What is cognitive debt in software engineering?

Cognitive debt is the gap between the software that exists and the team's shared understanding of how to change, debug, extend, and operate it safely.

How is cognitive debt different from technical debt?

Technical debt usually lives in code and architecture, such as duplication, tight coupling, or weak tests. Cognitive debt lives in the team's mental model: people no longer understand the system well enough to change it confidently.

Does AI-generated code always create cognitive debt?

No. AI can reduce cognitive debt when used to explain dependencies, draft documentation, generate test matrices, and expose edge cases. The risk appears when AI increases output faster than the team can verify and understand it.

What is one simple rule for teams using AI coding tools?

Do not merge code that no human understands well enough to operate. At least one person should be able to explain the intent, assumptions, invariants, failure modes, and rollback path.

Cognitive Debt in AI-Assisted Development: When Code Grows Faster Than Understanding

AI coding tools can make a team produce code faster than it can understand, review, debug, and safely operate that code. This article explains cognitive debt, how it differs from technical debt and intent debt, why agentic coding makes it more visible, and the practical controls teams can use: smaller batches, better PR rationale, human-owned invariants, disposable prototypes, and AI used to repay understanding instead of only generating more work.

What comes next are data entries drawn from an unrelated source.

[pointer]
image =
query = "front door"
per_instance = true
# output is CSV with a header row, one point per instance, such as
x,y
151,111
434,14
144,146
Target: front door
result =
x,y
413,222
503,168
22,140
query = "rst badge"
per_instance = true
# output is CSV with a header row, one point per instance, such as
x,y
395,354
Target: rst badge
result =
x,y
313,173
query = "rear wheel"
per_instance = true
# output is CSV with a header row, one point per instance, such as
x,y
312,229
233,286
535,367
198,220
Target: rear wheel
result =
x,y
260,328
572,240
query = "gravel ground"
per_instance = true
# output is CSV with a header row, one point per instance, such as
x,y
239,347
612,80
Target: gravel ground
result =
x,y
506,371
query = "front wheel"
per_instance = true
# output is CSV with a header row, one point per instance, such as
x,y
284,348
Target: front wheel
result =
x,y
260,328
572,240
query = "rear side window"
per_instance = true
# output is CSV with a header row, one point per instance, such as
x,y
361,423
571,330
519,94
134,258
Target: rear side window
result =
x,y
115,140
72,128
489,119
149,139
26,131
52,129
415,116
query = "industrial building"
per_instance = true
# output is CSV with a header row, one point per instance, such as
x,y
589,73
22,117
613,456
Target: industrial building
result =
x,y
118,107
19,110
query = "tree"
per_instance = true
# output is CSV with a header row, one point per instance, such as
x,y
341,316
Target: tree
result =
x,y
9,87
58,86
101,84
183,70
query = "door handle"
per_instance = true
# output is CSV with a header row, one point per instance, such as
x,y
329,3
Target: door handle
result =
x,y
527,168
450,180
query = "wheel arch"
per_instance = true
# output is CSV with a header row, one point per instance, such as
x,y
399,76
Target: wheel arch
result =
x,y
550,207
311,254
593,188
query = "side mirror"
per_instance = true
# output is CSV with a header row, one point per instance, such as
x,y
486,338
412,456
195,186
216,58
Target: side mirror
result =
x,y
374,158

著者：Nguyen Le Phong2026年4月5日15 分で読めます

AI
Cognitive Debt
AI Agents
Software Engineering
Code Review
Engineering Culture

You have probably seen the pull request already. It arrives late in the afternoon with a friendly note: AI helped with most of this, tests are green. The diff is large. The naming is mostly fine. The code compiles. The unit tests pass. The branch deploys to staging. Nothing looks obviously broken.

And still, while reviewing it, something in your stomach stays tense. You cannot quite explain the authorization edge case. You are not sure why the cache TTL is five minutes. The fallback path looks reasonable, but no one remembers whether a revoked user is allowed to keep access during propagation. The code may be correct. The problem is that the team does not understand it well enough to be confident.

Nguyen Le Phong and a teammate study an AI-assisted pull request and flow diagram on a large monitor while late-afternoon light fills the review room. — A green test suite does not remove the moment when a reviewer realizes the team still cannot explain the change with enough confidence.

That is the shape of cognitive debt in AI-assisted development. It is not simply bad code. It is the gap between the system that exists and the shared understanding the team has about how to change, debug, extend, and operate it safely.

What cognitive debt is

Technical debt is familiar to most engineers. We borrow against the future when we accept duplication, tight coupling, thin tests, rushed design, or an abstraction that will need to be cleaned later. The debt lives mostly in the code and architecture.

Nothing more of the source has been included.